019 土魔法のフォークで器用

 翌日、朝食後に見せてみた所、ファスナーはダンに却下された。速攻で。


「他に誰も作れないぞ、これ」


「え、そこまで?鋳造や鍛錬だと難しいかもだけど、土魔法が得意な人なら作れそうなんだけど」


 アルは昨日、練習して使えるようになったばかりなのだ。

 土魔法熟練者なら作れると思う。


「無理だろ。まず構造が複雑過ぎ、そして、一つ一つが細かい。そもそも、土魔法でこんなに細かい物を初めて見たぞ。土魔法のフォークで器用だと言われるレベル」


 フォークなら、結構大きくないか。


「…そうなんだ?」


「そうなんだよ。延々と作らされるハメになりたくなければ、商人に見つからないようにするんだな。見つかってもダンジョン産だと押し切れ。何でもありだ」


「そうする。…ところで、気配ないけど、ボルグは帰ってねぇの?」


「友達の宿、もしくはどこかの女の所にでも転がり込んでるんじゃないか」


「あ、先輩とか言う変態?」


「飲まされてことがあるそうだしな」


「やっぱり、かつての被害者で今も被害者なのか。学習能力と危機感がねぇな。じゃ、ボルグに会ったら湯船の件キャンセルだって伝えといて」


「分かった。で、アルは今日は初ダンジョンか?」


「そのつもり。食材が結構たくさん出るそうなんだよ。ギルドで資料見せてもらって写したからバッチリ」


「ははっ、食材目当てか。稼ぐんじゃなかったか?」


「どうやっても稼げるし、昨日、キングレッドベアでも稼いだし」


 そういえば、バッグにかかり切りで討伐話はまだ話してなかった。


「は?どこにいたんだ、そんな大物」


「防壁から一時間ぐらい歩いた所の森。討伐依頼が出てたそうで討伐報酬ももらった。キングじゃなく、レッドベアで、だったけど」


「よく倒せたな。ベア系はただでさえ、タフだし、上位種になる程、刃が通らないのに。手数を多くしてボロボロにしたのか?」


「いや、ベアの脳天に雷を打ち込んで一発」


「……何もかも常識から遠い所にいるワケだな。
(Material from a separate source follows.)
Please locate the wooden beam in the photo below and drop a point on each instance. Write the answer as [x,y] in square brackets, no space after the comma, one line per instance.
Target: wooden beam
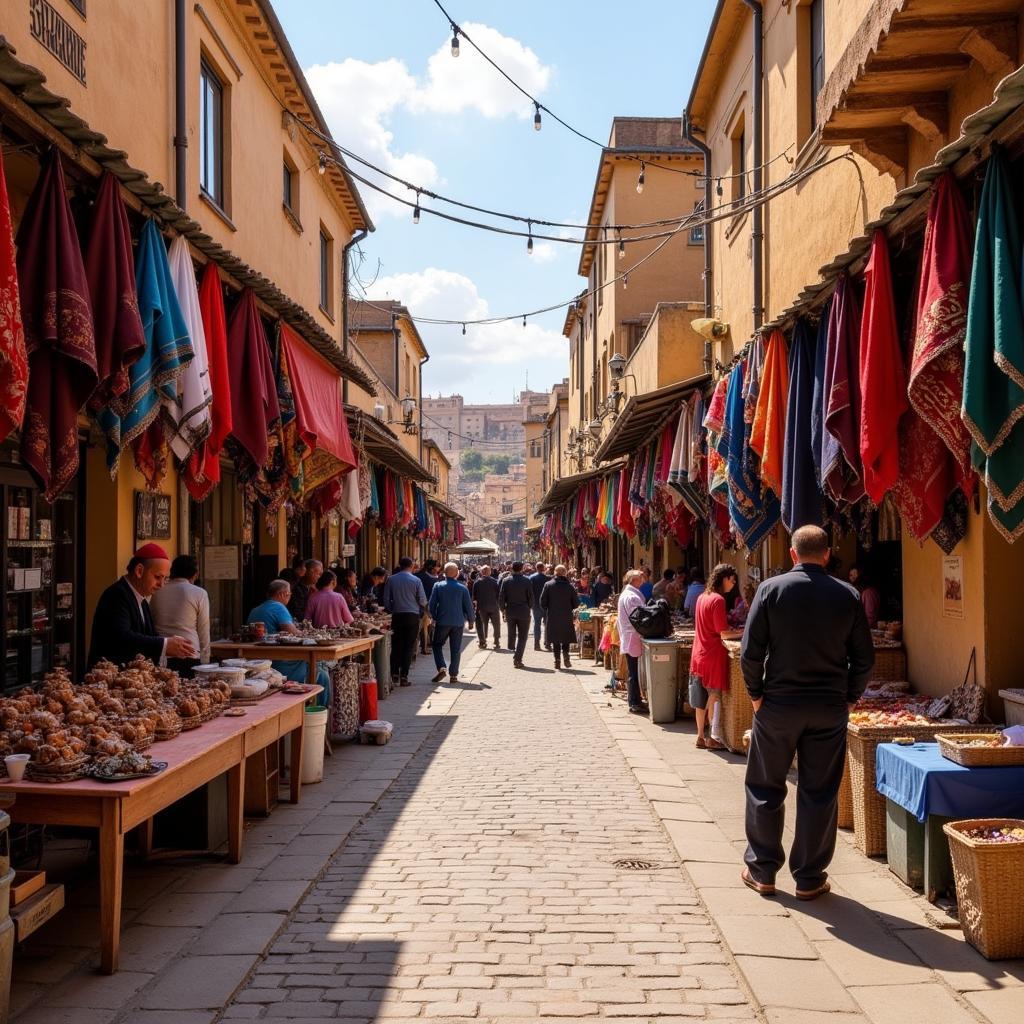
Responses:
[994,47]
分かった、理解した」


 ダンにため息混じりにそんなことを言われてしまった。


「雷魔法、使う人だっているんだろ」


「大半は痺れさせる程度の威力で、一発で倒せる程となると大量に魔力を使うから滅多にいないんだよ」


「へー。雷でも魔力はそう消費してねぇけどな。他の魔法使いとおれとでは使い方が違うのかも?ちゃんと習ったことはねぇワケだし」


「冒険者の魔法使いと魔法学校に通ったことのある魔法使いでは、発動方法がちょっと違うような話は聞いたことあるな。冒険者の方がより実戦的で短縮詠唱だったり、動きながらでも発動媒体がなくても問題なかったり、簡単な魔法なら無詠唱を使える人もいるし」


「詠唱終わるまで杖を構えるまで待ってて、ってのもマヌケだよなぁ。魔法学校出の魔法使いは研究の方に?」


「それと宮廷魔法使いや近衛魔法士になるな」


「名誉職?お飾り?」


「さてな。騎士団の方に実戦的な魔法剣士、魔法戦士がたくさんいるから、問題ないのかも」


「なるほど。で、ダンは引き続き中層?」


 10階ごとに転移魔法陣があるので、一度行ったことがあるなら、スキップ出来るのだ。


「誰か捕まればな。ソロはやっぱりリスク高いし」


「資料は見たけど、簡単なことしか書いてなかったから、中層のレベルがよく分からねぇな。集団が厄介?」


「それもある。ま、いずれ経験するだろ」


「だな。好みの食材を集めまくってて足踏みするかもしれねぇけど」


 ものすごくありそうだと我ながら思う。ドロップなので必ず思い通りの物が出るとは限らないのだ。


「それもまたダンジョンの楽しみ方だな」


 そんなダンジョン探索でもダンは肯定派だった。